Et peut-être que c'est là que réside la singularité de ce disque. Dans sa capacité à tout accueillir. Une chanson minimaliste peut côtoyer une fresque orchestrale. Une ballade intime peut précéder un morceau disco. Rien ne semble devoir choisir son camp.
Une collaboration intime et fructueuse
Pour la première fois aussi, il a laissé quelqu'un entrer plus profondément dans son processus d'écriture : sa femme, Amandine. Une collaboration qui ne devait pas exister et qui s'est imposée naturellement. Parce qu'elle le connaît, dit-il, parfois mieux qu'il ne se connaît lui-même. Sur certains morceaux comme Naïf de Cœur ou Refresh, elle a trouvé les mots qu'il cherchait sans parvenir à les formuler.
Cette complicité a même donné naissance à l'un des morceaux les plus immédiats du disque : Thrill of the Night. Pour cette chanson nocturne et dansante, Tellier imaginait raconter une soirée vue à travers le regard de jeunes femmes. Très vite, il comprend pourtant qu'il tourne autour de quelque chose qu'il ne connaît pas vraiment. Amandine prend alors naturellement sa place dans le processus et signe le texte du morceau. Elle ressent la nuit de cette façon-là, résume-t-il.

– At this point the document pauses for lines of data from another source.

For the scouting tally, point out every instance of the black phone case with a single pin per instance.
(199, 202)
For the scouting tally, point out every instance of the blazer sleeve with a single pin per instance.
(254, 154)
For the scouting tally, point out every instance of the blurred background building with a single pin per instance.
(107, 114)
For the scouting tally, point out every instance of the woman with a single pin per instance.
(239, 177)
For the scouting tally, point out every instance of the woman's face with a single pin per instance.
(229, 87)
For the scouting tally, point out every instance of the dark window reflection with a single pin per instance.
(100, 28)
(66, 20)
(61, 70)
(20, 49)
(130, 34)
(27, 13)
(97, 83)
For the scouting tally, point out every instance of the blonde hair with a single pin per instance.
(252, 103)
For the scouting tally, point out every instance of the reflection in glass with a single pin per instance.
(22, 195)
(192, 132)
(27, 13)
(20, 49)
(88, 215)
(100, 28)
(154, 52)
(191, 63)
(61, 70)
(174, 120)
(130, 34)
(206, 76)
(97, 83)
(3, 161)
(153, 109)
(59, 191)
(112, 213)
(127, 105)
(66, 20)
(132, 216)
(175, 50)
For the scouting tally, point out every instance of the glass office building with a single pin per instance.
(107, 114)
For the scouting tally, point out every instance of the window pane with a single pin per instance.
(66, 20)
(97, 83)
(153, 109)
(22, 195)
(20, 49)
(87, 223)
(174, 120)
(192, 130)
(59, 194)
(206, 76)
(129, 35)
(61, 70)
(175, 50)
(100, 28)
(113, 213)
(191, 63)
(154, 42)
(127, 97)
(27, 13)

Pour porter cette vision, il cherchait aussi une voix féminine capable d'amener autre chose que la simple énergie pop. Son label lui souffle alors le nom de Slayyyter, sensation hyperpop du moment. Le pari fonctionne immédiatement. Derrière son personnage provocateur, il découvre une artiste plus versatile qu'il ne l'imaginait. Elle chante très bien, c'est une énorme bosseuse, glisse-t-il. On a aussi beaucoup apprécié le remix de David Guetta sorti il y a un mois qui sublime encore plus le texte de l'épouse de Sébastien Tellier.

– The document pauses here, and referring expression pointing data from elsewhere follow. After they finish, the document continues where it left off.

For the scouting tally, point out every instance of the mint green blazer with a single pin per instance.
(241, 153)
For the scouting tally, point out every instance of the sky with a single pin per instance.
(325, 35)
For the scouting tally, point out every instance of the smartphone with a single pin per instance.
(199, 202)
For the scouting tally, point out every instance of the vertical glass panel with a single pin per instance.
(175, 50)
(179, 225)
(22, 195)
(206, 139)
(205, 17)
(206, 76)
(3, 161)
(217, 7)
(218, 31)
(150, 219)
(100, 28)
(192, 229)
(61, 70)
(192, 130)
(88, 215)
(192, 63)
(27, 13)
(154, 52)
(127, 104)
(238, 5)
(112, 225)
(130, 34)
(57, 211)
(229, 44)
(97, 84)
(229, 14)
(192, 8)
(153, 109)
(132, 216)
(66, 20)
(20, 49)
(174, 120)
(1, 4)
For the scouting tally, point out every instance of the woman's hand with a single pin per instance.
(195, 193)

Quand il parle de sa femme, le personnage s'efface un peu. Le débit ralentit, les idées deviennent plus simples. Derrière l'esthète insaisissable apparaît alors un homme qui semble avoir retrouvé une forme de confiance tranquille. Et au fond, c'est peut-être ça, ce nouveau Sébastien Tellier. Moins préoccupé par le concept, plus attaché aux sensations.